In questo percorso risulta opportuno rammentare l’installazione
DATAmatic 880, realizzata a Berlino: u
n protocomputer attraverso il quale l’artista fa l’esperienza di un viaggio a ritroso nel tempo, fino a tornare a quando, non ancora famoso, all’età di 25 anni realizzò la sua prima mostra nelle sale dell’università, disponendovi disegni di oggetti, l’etichetta di una confezione di formaggio, un pacchetto di sigarette. Nella ricostruzione del passato, all’elemento scientifico si associa quello puramente “fittivo”, che mette alla prova il potere della mente, la tendenza ad andare oltre i limiti.
Per manipolare e padroneggiare il tempo e gli oggetti, Kusmirowski costruisce “macchine”. Nella mostra
UHER.C (nome di uno studioso della fisica del suono) lo spazio della galleria, immerso nel buio, sfocia in uno studio di registrazione, ricostruito con precisione assoluta: macchine che dialogano tra loro, simili a un “organismo vivo” fatto di tastiere, oscillatori, cavi, microfoni, suoni, luci, voci, svariati oggetti.
Lo spettatore è posto a confronto con il luogo di tutte le possibilità, ma anche di tutte le ambiguità, un labirinto di circuiti, di tecnologie sofisticate. Una perfezione che poggia sul paradosso, se è vero che nessuna apparecchiatura è utilizzabile nella funzione che ci si aspetterebbe.
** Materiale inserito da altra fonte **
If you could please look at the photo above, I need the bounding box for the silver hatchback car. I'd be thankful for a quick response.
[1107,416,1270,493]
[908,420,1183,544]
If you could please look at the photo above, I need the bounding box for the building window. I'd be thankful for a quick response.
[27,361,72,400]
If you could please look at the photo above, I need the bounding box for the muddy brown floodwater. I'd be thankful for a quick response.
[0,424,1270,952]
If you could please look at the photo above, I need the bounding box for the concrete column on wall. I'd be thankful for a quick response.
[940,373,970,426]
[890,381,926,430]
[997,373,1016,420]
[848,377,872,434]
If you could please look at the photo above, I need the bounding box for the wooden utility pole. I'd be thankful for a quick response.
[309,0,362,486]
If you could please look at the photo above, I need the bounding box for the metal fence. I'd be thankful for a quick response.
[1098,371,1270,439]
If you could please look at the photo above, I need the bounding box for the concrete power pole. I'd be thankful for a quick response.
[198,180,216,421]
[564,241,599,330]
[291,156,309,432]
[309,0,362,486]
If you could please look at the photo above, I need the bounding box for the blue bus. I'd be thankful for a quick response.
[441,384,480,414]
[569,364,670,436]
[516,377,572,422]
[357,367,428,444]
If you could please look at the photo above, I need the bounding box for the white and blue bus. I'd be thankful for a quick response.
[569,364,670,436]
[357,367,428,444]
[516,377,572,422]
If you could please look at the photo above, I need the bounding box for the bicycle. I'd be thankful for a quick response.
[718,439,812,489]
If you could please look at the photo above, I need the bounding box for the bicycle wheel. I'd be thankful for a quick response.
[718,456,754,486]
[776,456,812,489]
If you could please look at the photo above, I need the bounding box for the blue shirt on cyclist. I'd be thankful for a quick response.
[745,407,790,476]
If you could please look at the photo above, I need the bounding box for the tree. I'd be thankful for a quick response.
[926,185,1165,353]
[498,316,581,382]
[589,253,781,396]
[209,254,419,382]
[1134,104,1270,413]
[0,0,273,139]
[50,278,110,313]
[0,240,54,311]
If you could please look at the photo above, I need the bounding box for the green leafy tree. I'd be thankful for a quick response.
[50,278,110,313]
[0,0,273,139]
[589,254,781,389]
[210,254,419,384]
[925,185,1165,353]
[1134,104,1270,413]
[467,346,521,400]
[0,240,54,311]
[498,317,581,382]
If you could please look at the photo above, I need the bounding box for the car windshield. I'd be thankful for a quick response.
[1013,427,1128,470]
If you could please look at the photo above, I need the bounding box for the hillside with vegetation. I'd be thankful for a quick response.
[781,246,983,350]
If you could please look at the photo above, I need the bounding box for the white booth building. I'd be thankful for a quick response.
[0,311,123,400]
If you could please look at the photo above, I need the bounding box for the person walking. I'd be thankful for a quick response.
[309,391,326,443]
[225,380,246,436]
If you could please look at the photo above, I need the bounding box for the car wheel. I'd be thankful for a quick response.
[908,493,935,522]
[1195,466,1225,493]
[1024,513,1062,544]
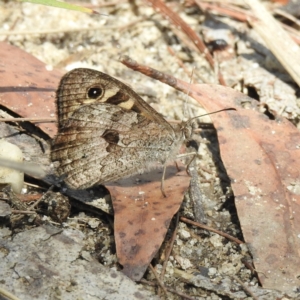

Se poi ci si accosta al vetro, attraverso il quale la sala è visibile, ecco al suo interno un’altra porta, chiusa e impenetrabile, e un’altra finestra, dalla quale si scorge una seconda
Wunderkammer.
Il buio che esalta suoni e voci fa capire allo spettatore che è entrato in una storia mai conclusa: le macchine contagiano, la stanza coinvolge così tanto che si prova il desiderio di “abitarla”.